17. Notes on investments
Information on the website, in presentations or in conversations about storage parks, project companies or participation opportunities does not constitute investment advice, asset management or a public offering to acquire financial instruments. Investments are made exclusively on the basis of separate contract and offer documents and are aimed, where provided, at qualified investors.
18. Assignment and transfer
The customer may only assign or transfer rights and obligations from a contract with the prior written consent of WERAX. WERAX may assign claims and transfer contracts in the context of restructuring, project financing or cooperation with affiliated companies and project partners, provided the legitimate interests of the customer are preserved.

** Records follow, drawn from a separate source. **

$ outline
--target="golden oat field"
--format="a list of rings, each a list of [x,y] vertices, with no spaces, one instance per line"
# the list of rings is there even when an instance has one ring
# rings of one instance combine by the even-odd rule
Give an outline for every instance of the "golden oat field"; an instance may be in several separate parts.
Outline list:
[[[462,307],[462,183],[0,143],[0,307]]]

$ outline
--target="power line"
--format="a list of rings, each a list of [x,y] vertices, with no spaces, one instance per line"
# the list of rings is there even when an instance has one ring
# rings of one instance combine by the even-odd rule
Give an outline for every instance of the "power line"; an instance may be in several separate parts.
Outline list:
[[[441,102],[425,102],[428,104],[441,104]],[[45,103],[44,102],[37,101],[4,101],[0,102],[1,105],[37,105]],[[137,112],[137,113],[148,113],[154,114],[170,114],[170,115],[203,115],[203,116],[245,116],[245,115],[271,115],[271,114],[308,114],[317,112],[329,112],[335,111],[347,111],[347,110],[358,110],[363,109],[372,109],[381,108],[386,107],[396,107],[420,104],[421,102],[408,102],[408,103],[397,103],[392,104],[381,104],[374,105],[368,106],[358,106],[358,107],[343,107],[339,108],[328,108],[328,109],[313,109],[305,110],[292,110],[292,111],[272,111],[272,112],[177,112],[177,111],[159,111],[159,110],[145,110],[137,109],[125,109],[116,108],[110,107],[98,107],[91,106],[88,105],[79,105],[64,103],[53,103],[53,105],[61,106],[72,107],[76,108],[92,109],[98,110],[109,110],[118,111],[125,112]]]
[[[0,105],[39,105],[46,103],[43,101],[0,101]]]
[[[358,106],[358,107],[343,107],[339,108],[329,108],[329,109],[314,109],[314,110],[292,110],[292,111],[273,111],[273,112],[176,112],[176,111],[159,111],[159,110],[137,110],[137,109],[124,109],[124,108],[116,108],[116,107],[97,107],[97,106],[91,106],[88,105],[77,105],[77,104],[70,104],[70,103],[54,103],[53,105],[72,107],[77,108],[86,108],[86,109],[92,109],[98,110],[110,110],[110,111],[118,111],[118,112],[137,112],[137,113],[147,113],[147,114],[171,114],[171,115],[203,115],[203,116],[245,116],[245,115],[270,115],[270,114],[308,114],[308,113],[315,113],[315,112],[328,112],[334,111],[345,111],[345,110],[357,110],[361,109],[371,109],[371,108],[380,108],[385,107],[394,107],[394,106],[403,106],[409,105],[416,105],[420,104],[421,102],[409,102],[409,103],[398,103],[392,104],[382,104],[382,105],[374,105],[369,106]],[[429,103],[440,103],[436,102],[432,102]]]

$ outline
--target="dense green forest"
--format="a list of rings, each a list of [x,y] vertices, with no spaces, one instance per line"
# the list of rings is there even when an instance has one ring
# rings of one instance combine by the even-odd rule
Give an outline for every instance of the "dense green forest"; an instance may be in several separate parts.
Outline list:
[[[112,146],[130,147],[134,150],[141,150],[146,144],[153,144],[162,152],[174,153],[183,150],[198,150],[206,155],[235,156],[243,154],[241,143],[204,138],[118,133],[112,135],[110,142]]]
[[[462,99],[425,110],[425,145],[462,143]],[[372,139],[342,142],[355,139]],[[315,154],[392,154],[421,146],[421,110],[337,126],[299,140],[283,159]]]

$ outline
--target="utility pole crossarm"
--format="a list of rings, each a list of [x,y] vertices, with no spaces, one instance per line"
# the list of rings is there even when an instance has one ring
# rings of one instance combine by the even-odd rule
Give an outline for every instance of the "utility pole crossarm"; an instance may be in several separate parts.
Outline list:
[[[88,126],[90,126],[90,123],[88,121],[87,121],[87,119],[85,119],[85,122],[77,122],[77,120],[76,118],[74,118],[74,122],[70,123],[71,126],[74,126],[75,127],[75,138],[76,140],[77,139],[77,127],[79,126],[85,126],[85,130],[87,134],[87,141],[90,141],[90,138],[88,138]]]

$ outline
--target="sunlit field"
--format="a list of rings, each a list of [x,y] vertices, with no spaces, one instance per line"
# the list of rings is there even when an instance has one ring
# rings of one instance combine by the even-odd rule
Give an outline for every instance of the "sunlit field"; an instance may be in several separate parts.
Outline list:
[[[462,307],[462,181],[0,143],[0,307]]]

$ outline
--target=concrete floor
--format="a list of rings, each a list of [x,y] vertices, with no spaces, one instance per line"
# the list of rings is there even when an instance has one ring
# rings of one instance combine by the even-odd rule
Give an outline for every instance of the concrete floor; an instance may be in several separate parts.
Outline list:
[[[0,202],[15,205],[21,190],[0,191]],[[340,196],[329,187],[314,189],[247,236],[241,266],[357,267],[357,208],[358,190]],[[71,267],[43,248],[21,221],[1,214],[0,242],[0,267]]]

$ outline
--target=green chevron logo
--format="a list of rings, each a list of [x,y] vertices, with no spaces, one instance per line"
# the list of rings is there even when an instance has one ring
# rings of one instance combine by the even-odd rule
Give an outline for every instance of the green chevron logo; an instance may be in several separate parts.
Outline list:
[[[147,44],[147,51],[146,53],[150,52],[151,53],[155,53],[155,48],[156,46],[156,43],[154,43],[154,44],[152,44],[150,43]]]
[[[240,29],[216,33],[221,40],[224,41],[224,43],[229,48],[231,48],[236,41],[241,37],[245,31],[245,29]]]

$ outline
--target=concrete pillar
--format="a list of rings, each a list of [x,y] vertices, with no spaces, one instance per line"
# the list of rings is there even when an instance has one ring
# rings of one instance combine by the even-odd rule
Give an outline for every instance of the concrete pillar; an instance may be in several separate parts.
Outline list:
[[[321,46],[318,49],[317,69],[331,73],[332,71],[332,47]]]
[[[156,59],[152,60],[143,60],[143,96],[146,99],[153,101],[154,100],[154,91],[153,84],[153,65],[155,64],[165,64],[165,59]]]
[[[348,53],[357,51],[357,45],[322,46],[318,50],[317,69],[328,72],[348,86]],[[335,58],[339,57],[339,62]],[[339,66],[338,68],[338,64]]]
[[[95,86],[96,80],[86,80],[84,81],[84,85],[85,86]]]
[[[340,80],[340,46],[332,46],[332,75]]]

19. Applicable law and place of jurisdiction
Swiss substantive law applies, excluding conflict-of-law provisions and the Vienna Sales Convention. The exclusive place of jurisdiction is, to the extent permitted by law, the registered office of WERAX in Dübendorf, Switzerland. WERAX is also entitled to assert claims at the customerâs registered office or domicile.
20. Final provisions
Should individual provisions of these GTC be invalid or unenforceable, the validity of the remaining provisions remains unaffected. The parties replace the invalid provision with a valid arrangement that comes as close as possible to the economic purpose. Amendments and additions to a contract require written form; email is sufficient unless a stricter form has been agreed.